The company, called The Great Bull Run, is selling tickets for an event at the Alameda County fairgrounds on July 26. But PETA and the Animal Legal Defense Fund have filed a lawsuit against the company and the provider of the bulls.
"California law makes it illegal to force a bull to fight a human being," Matthew Liebman, senior attorney for the Animal Legal Defense Fund, said. "It also makes it illegal to cause unjustifiable suffering to an animal and finally it makes it unlawful to host what's called a bloodless bullfight or a similar event."
ABC7 News reached out to The Great Bull Run, but didn't get a response.
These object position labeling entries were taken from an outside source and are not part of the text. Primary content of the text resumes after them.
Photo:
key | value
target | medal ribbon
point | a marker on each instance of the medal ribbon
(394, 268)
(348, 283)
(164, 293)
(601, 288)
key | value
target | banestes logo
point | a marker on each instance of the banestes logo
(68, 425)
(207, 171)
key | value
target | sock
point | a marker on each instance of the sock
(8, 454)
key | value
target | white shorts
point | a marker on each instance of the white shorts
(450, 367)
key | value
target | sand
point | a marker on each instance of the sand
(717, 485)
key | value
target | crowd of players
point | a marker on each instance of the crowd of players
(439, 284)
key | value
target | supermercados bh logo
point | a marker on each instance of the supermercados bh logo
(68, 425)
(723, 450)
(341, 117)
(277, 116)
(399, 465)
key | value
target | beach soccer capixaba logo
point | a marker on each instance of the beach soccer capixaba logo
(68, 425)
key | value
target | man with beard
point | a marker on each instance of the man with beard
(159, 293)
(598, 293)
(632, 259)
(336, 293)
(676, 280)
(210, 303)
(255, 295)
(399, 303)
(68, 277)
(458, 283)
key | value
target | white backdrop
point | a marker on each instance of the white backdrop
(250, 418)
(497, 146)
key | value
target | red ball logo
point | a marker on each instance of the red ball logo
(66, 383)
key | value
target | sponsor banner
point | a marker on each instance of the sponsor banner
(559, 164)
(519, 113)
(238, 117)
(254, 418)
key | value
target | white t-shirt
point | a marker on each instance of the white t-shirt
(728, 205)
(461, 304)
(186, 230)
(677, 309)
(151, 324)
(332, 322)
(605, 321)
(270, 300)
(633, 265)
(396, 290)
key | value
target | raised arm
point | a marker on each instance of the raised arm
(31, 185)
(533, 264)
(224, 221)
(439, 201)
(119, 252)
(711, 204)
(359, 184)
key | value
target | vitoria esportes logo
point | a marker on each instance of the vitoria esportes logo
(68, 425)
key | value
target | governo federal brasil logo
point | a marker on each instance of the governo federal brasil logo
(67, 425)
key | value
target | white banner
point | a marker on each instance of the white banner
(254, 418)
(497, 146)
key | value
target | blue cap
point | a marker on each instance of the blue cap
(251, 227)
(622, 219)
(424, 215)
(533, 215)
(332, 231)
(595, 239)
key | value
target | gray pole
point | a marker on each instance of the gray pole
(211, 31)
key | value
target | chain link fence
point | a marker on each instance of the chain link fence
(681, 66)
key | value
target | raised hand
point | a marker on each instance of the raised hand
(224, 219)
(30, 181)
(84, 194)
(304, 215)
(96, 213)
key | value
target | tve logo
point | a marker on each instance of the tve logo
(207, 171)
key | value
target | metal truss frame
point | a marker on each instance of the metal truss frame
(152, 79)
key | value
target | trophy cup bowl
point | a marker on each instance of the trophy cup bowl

Its website states, "...we don't kill the bulls in a bullfight, nor do we abuse them IN ANY WAY. We don't hit them, shock them or deprive them of food, water, light or sleep."
But Liebman says the cruelty is clear.
"The potential for them to get entangled with other bulls or with runners and fall and break a leg or gore one another," he said.
Liebman says runners punched the bulls at the Florida event, and in Texas the bulls tried to get away from the runners only to be lassoed, roped and whipped into compliance.
But some Pleasanton residents don't really see the harm.
"I don't think it's necessarily cruel just because you have bulls out running around," Mark Guinther said. "It's one thing if you hurt the animals but it's another thing to let them do what they naturally do."
"It's not exactly a local Pleasanton tradition, but I think it would be quite an experience," Mark Koransky said.
The Great Bull Run is not yet listed on the fairgrounds' website and the event website says the event date and location are subject to change.